U.S. warfighting posture changes and overhauling the Army acquisition system are not entirely connected. The Army leadership is fighting for soldiers to have the right equipment to face the nation’s adversaries. Positioning of forces globally continues to depend on prioritizing perceived threats. The regions of most concern continue to include the Middle East, China, and Eastern Europe. In the last few years, preparation for Arctic warfare has gained importance. The Army increased its procurement of cold-weather combat equipment, including apparel, maneuver systems, and unmanned systems. Concurrently, the number of cold-weather exercises and tests increased.
Conclusion
Experts have demanded changes to the military acquisition process for decades. Hollywood made movies criticizing the entire system.[8] The COVID-19 pandemic highlighted weaknesses in the U.S. industrial base. For decades, U.S. companies have offshored manufacturing, leaving supply chains vulnerable. Creating a procurement structure that streamlines requirements and contracting is one aspect of repairing a process that has been injected with extraneous bureaucracy. When Congress does not reliably pass joint budget resolutions, the acquisition corps cannot move forward with its work. This impacts all organizations downstream. Like a complex machine, rebuilding the defense industrial base needs all major decision-makers to operate smoothly. President Trump is right in calling out the behavior of defense companies, but it ignores the political problems that create unnecessary risk. In raising children, there is an old saying it takes a village; it will take all stakeholders working in concert with an overarching goal of rebuilding military readiness for the U.S. and its partners to fix a system mired in bureaucracy.
[1] David Morgan et al., “Trump signs deal to end longest US government shutdown in history,” Reuters, November 13, 2025, https://www.reuters.com/legal/government/us-house-vote-deal-end-longest-government-shutdown-history-2025-11-12/.
[2] Carla Babb, “AUSA donates more than $1 million for conference travel amid shutdown,” Military Times, October 10, 2025, https://www.militarytimes.com/news/pentagon-congress/2025/10/10/ausa-donates-more-than-1-million-for-conference-travel-amid-shutdown/.
[3] The White House, “National Security Presidential Memorandum/ NSPM-8,” Presidential Memorandum, October 15, 2025, https://whitehouse.gov/presidential-actions/2025/10/national-security-presidential-memorandum-nspm-8/.

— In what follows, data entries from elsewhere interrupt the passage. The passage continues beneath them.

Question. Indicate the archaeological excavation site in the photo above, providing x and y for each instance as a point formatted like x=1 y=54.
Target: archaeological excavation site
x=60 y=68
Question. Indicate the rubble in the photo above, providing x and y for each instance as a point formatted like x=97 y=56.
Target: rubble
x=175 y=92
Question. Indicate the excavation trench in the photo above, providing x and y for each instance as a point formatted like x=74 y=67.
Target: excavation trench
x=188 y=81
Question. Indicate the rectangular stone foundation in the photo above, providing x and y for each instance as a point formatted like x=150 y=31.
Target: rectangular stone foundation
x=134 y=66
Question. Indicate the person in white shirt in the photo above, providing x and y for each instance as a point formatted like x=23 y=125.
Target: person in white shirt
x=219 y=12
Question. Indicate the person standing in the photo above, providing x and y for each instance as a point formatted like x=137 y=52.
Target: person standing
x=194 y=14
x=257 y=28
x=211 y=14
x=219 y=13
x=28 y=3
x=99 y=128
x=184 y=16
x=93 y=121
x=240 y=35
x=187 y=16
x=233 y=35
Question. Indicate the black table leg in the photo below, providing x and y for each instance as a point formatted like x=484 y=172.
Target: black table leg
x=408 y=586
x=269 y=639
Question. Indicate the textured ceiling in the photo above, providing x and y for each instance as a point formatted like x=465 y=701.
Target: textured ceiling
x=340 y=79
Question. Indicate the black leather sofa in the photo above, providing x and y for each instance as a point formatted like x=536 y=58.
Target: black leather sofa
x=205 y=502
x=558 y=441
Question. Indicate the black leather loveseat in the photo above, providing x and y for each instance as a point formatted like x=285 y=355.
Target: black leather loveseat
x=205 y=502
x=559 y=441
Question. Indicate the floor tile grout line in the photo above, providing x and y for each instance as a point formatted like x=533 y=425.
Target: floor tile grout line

[4] “US military will use R&D money to pay troops if shutdown persists,” Reuters, October 13, 2025, https://www.reuters.com/world/us/trump-says-his-administration-identified-funds-pay-troops-during-shutdown-2025-10-11/.
[5] AUSA Annual Meeting 2025 Opening Ceremony (October 13, 2025), retrieved from YouTube, https://www.youtube.com/watch?v=HBPC1_h-8z0.
[6] Pete Hegseth, Memorandum for Senior Leadership, Commanders of Combatant Commans, Defense Agency and DOD Field Activity Directors, “Reforming the Joint Requirements Process to Accelerate Fielding of Warfighting,” Office of the Secretary of Defense, August 20, 2025, https://www.newspacenexus.org/wp-content/uploads/2025/08/SecDef-Memo-20-Aug-2025.pdf.
[7] Cheryl Marino, “The Army’s 2025 Acquisition Reforms Revolutionize Processes To Expedite Cutting-Edge Capabilities,” USAASC, December 19, 2025, https://asc.army.mil/web/the-armys-2025-acquisition-reforms-revolutionize-processes-to-expedite-cutting-edge-capabilities/.
[8] Richard Benjamin (Director), The Pentagon Wars (1998), HBO NYC Production.